1 Hunter Holmes McGuire VA Medical Center, Richmond, VA.
2 University of Michigan, Ann Arbor, MI.
J Clin Oncol. 2019 May 10;37(14):1209-1216. doi: 10.1200/JCO.18.01074. Epub 2019 Mar 21.
Comparative efficacy research performed using population registries can be subject to significant bias. There is an absence of objective data demonstrating factors that can sufficiently reduce bias and provide accurate results.
MEDLINE was searched from January 2000 to October 2016 for observational studies comparing two treatment regimens for any diagnosis of cancer, using SEER, SEER-Medicare, or the National Cancer Database. Reporting quality and statistical methods were assessed using components of the STROBE criteria. Randomized trials comparing the same treatment regimens were identified. Primary outcome was correlation between survival hazard ratio (HR) estimates provided by the observational studies and randomized trials. Secondary outcomes included agreement between matched pairs and predictors of agreement.
Of 3,657 studies reviewed, 350 treatment comparisons met eligibility criteria and were matched to 121 randomized trials. There was no significant correlation between the HR estimates reported by observational studies and randomized trials (concordance correlation coefficient, 0.083; 95% CI, -0.068 to 0.230). Forty percent of matched studies were in agreement regarding treatment effects (κ, 0.037; 95% CI, -0.027 to 0.1), and 62% of the observational study HRs fell within the 95% CIs of the randomized trials. Cancer type, data source, reporting quality, adjustment for age, stage, or comorbidities, use of propensity weighting, instrumental variable or sensitivity analysis, and well-matched study population did not predict agreement.

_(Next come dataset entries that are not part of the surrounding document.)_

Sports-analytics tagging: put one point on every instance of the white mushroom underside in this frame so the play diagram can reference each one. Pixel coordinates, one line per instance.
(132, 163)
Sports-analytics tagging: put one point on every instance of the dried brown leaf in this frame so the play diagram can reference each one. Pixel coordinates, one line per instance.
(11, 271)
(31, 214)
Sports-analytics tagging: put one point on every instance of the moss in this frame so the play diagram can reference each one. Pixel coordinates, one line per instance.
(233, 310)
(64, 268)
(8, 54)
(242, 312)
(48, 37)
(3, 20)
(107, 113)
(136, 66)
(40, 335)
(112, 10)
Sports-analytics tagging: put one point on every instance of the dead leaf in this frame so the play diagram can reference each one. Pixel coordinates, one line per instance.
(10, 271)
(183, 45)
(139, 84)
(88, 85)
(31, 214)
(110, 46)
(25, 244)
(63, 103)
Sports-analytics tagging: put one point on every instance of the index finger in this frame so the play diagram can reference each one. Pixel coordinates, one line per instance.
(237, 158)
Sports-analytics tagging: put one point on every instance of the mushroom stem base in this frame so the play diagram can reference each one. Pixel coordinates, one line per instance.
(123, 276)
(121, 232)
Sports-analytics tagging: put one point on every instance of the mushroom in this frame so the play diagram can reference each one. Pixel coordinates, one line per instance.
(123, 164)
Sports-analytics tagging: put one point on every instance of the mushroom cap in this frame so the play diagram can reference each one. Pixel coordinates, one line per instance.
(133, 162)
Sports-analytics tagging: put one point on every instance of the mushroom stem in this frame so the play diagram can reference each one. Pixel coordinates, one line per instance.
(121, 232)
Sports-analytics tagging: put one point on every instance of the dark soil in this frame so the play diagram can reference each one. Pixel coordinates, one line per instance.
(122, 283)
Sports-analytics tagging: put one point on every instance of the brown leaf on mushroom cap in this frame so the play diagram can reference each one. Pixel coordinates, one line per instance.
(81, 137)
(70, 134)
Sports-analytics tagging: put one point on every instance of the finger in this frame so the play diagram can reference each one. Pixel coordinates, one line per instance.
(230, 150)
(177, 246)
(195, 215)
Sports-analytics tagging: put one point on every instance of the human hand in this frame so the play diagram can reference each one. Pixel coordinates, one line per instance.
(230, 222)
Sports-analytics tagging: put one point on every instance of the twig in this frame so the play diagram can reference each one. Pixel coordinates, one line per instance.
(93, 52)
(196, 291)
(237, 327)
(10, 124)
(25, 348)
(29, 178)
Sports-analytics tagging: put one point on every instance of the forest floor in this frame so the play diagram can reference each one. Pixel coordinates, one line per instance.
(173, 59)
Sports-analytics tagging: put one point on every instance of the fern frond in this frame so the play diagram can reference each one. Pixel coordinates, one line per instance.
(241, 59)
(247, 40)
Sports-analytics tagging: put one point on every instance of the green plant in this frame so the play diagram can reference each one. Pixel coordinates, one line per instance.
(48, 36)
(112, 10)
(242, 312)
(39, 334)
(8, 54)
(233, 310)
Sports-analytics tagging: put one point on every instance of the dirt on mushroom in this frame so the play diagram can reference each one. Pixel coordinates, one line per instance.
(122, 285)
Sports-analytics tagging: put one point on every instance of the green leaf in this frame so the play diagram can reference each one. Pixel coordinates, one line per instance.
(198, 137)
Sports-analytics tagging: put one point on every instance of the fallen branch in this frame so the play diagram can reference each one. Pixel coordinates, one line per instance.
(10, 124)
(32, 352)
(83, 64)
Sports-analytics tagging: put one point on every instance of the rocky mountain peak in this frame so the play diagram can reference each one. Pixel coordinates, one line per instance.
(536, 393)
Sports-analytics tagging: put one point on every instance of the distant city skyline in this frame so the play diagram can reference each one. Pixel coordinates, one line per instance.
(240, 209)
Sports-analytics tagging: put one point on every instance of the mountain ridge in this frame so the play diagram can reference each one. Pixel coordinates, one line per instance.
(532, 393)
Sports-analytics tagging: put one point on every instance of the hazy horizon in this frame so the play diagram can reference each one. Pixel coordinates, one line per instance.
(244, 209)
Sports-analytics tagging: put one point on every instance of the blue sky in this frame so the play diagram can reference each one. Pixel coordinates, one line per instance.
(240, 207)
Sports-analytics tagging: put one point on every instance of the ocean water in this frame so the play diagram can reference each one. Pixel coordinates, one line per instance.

We were unable to identify any modifiable factor present in population-based observational studies that improved agreement with randomized trials. There was no agreement beyond what is expected by chance, regardless of reporting quality or statistical rigor of the observational study. Future work is needed to identify reliable methods for conducting population-based comparative efficacy research.
使用人群登记处进行的比较疗效研究可能存在重大偏倚。缺乏能够充分减少偏倚并提供准确结果的客观数据。
从 2000 年 1 月至 2016 年 10 月,通过 SEER、SEER-Medicare 或国家癌症数据库,在 MEDLINE 中搜索比较任何癌症诊断的两种治疗方案的观察性研究。使用 STROBE 标准的组成部分评估报告质量和统计方法。确定了比较相同治疗方案的随机试验。主要结局是观察性研究和随机试验提供的生存风险比(HR)估计值之间的相关性。次要结局包括匹配对之间的一致性和一致性的预测因素。
在审查的 3657 项研究中,有 350 项治疗比较符合入选标准,并与 121 项随机试验相匹配。观察性研究报告的 HR 估计值与随机试验之间没有显著相关性(一致性相关系数,0.083;95%CI,-0.068 至 0.230)。40%的匹配研究在治疗效果上达成一致(κ,0.037;95%CI,-0.027 至 0.1),62%的观察性研究 HR 在随机试验的 95%CI 内。癌症类型、数据源、报告质量、年龄、分期或合并症的调整、倾向评分加权、工具变量或敏感性分析以及匹配良好的研究人群并不能预测一致性。
我们无法确定在基于人群的观察性研究中存在任何可改变的因素,这些因素可以提高与随机试验的一致性。无论观察性研究的报告质量或统计严谨性如何,一致性都超出了预期。需要进一步研究以确定进行基于人群的比较疗效研究的可靠方法。